Lesson 27 - Classification Metrics

The following topics are discussed in this notebook:

  • Confusion matrices.
  • Precion and recall.

Classification Metrics

Recall the a classification model's accuracy with respect to a particular dataset is equal to the proportion of observations in the dataset for which the model generates correct predictions. Accuracy is a commonly used metric for measuring the performance of a classification model. However, it can sometimes give misleading results, especially when working with datasets in which the classes are very imbalanced. When a large majority of the observations in a dataset belong to a single class, a "naive model" that always predicts the majority class will get a very high accuracy score, but will be completely useless.

In this lesson, we will introduce two new classification metrics, known as precision and recall. These metrics can be used to give us a sense as to how well a classification model performs on specific classes, rather than on the dataset as a whole.

We will start by importing a few tools that we will need in this lesson. Take note of the functions classification_report and confusion_matrix that we import from the sklearn.metrics module. We will discuss these functions later in the lesson.

In [1]:
import numpy as np
import pandas as pd
from sklearn.metrics import classification_report, confusion_matrix

Generate Data

To illustrate the concepts discussed in this notebook, we will generate some synthetic data. Suppose that we have a classification problem in which observations are grouped into one of three classes, labeled 'A', 'B', and 'C'. In the cell below, we randomly generate two arrays y_true and y_pred, each of which contains 1000 elements.

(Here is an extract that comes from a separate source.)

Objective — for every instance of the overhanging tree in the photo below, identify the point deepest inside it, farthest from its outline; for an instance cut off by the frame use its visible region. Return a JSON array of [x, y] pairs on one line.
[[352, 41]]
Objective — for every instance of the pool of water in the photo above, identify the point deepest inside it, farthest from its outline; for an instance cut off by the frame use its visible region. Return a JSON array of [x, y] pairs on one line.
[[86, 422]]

Assume that y_true contains the observed classes for observations in a test set that has been set aside, while y_pred contains the predicted classes for the test set, as generated by some classification model.

In [2]:
np.random.seed(1)
n = 1000
y_true = np.random.choice(['A', 'B', 'C'],size=n, p=[0.2, 0.5, 0.3])
ix = np.random.choice(range(n), replace=False, size=400)
y_pred = y_true.copy()
y_pred[ix] = np.random.choice(['A', 'B', 'C'], size=400, p=[0.2, 0.5, 0.3])

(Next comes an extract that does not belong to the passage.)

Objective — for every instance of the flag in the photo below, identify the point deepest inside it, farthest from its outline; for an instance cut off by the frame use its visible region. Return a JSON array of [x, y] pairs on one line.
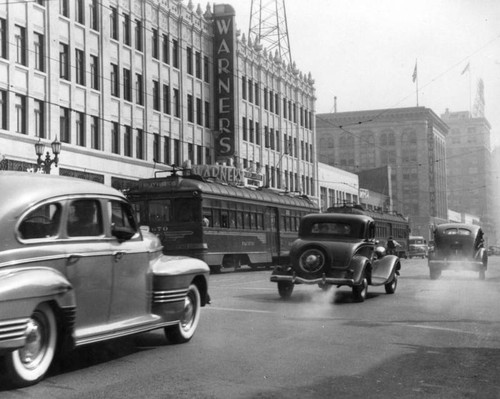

print('First 10 elements of y_true:', y_true[:10])
print('First 10 elements of y_pred:', y_pred[:10])
First 10 elements of y_true: ['B' 'C' 'A' 'B' 'A' 'A' 'A' 'B' 'B' 'B']
First 10 elements of y_pred: ['B' 'C' 'A' 'B' 'B' 'C' 'A' 'B' 'B' 'C']

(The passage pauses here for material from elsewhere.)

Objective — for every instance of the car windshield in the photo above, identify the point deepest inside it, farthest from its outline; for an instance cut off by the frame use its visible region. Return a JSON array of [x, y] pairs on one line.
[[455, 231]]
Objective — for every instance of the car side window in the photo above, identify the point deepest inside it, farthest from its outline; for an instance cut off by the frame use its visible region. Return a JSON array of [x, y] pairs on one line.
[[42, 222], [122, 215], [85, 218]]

In the cell below, we use y_pred and y_true to calculate the model's accuracy on this test set.

In [3]:
accuracy = np.mean(y_pred == y_true)
print('Test Accuracy:', accuracy)
Test Accuracy: 0.739

Confusion Matrix

A confusion matrix is a table that can be used to get an idea as to how a classification model performs on individuals classes, as well as the types of mistakes that the model is prone to making. A confusion matrix is structured so that there is one row and one column for each class. The rows are associated with the actual observed values of each class, while the columns are associated with the predicted values of each class. Each cell in the table contains a number, which is the count of the number of observations that are actually in the class associated with the row the cell is in, and that were predicted to be a member of the class assocuiated with the cell's column.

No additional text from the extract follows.